1. Extract testable deliverables from phase goal
2. Walk user through each one:
   - "Can you log in with your email?"
   - "Does the dashboard show your projects?"
   - "Can you create a new project?"
3. Record result: PASS, FAIL, or describe issue
4. If issues found:
   - Diagnose root cause
   - Create targeted fix plan
5. If all pass: Phase complete

### UAT Output

```yaml
# 2-UAT.md
phase: 2
tested_by: user
tested_at: 2024-01-15T14:00:00Z

test_cases:
  - case: "Login with email"
    result: PASS

  - case: "Dashboard shows projects"
    result: FAIL
    issue: "Shows loading spinner forever"
    diagnosis: "API returns 500, missing auth header"

  - case: "Create new project"
    result: BLOCKED
    reason: "Cannot test, dashboard not loading"

fix_required: true
fix_plan:
  - task: "Add auth header to dashboard API call"
    files: [src/api/projects.ts]
    priority: P0
```

---

## Integration with Task Workflow

### Task Completion Hook
When task closes:
1. Worker marks task closed with reason
2. If all phase tasks closed, trigger phase verification
3. Verifier agent runs goal-backward check
4. If PASS: Phase marked complete
5. If GAPS: Create remediation tasks, phase stays in_progress

### Verification Task Type
Verification itself is a task:

```yaml
type: verification
phase_id: phase-2
status: open
assigned_to: verifier-agent
priority: P0  # Always high priority
```

---

## Checkpoint Types

During execution, agents may need human input.

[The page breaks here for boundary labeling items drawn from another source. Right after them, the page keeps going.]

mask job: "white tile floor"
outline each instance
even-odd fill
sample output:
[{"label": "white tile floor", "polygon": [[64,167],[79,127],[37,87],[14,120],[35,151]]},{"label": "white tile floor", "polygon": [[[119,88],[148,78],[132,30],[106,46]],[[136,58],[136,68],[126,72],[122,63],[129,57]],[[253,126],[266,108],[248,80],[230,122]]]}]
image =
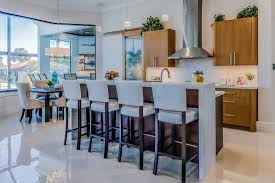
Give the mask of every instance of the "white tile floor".
[{"label": "white tile floor", "polygon": [[[110,159],[100,152],[81,151],[75,145],[63,146],[64,122],[19,123],[19,114],[0,119],[0,183],[176,183],[180,164],[160,160],[160,175],[151,171],[152,154],[146,153],[146,169],[139,171],[134,149],[124,151],[118,163],[117,145],[110,148]],[[70,141],[68,141],[70,143]],[[101,150],[96,144],[94,151]],[[167,161],[166,161],[167,160]],[[162,162],[162,163],[161,163]],[[190,167],[194,168],[191,164]],[[188,182],[200,183],[274,183],[275,134],[224,130],[224,149],[205,180],[197,180],[197,170]]]}]

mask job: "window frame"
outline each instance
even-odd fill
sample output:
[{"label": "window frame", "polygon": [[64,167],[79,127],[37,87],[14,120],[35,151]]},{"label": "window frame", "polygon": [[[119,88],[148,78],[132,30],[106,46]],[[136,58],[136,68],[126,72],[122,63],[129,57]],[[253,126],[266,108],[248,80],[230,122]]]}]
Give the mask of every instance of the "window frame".
[{"label": "window frame", "polygon": [[[50,43],[51,43],[51,41],[56,41],[57,42],[56,43],[57,47],[59,47],[59,42],[60,41],[70,43],[70,72],[72,72],[72,43],[71,43],[71,41],[64,41],[64,40],[60,40],[60,39],[50,39]],[[55,48],[55,47],[51,47],[51,48]],[[50,73],[51,73],[51,70],[52,69],[51,69],[51,61],[50,61]]]},{"label": "window frame", "polygon": [[[0,15],[3,15],[1,12],[0,12]],[[37,53],[17,53],[17,52],[12,52],[11,51],[11,45],[12,45],[12,36],[11,36],[11,15],[7,15],[7,30],[6,30],[6,37],[7,37],[7,51],[0,51],[0,55],[2,56],[7,56],[7,88],[5,89],[0,89],[0,92],[1,91],[14,91],[14,88],[12,88],[12,82],[11,82],[11,73],[12,73],[12,70],[11,70],[11,57],[12,56],[28,56],[28,57],[37,57],[37,61],[38,61],[38,68],[37,68],[37,71],[38,73],[40,72],[40,67],[39,67],[39,60],[38,60],[38,57],[39,57],[39,54],[38,54],[38,50],[37,50]]]}]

Use precise checkpoint types:

### checkpoint:human-verify (90% of checkpoints)
Agent completed work, user confirms it works.

```yaml
checkpoint: human-verify
prompt: "Can you log in with email and password?"
expected: "User confirms successful login"
```

### checkpoint:decision (9% of checkpoints)
User must make implementation choice.

```yaml
checkpoint: decision
prompt: "OAuth2 or SAML for SSO?"
options:
  - OAuth2: "Simpler, most common"
  - SAML: "Enterprise requirement"
```

### checkpoint:human-action (1% of checkpoints)
Truly unavoidable manual step.

```yaml
checkpoint: human-action
prompt: "Click the email verification link"
reason: "Cannot automate email client interaction"
```

---

## Human Verification Needs

Some verifications require human eyes:

| Category | Examples | Why Human |
|----------|----------|-----------|
| Visual | Layout, spacing, colors | Subjective/design judgment |
| Real-time | WebSocket, live updates | Requires interaction |
| External | OAuth flow, payment | Third-party systems |
| Accessibility | Screen reader, keyboard nav | Requires tooling/expertise |

**Mark these explicitly** in verification output. Don't claim PASS when human verification is pending.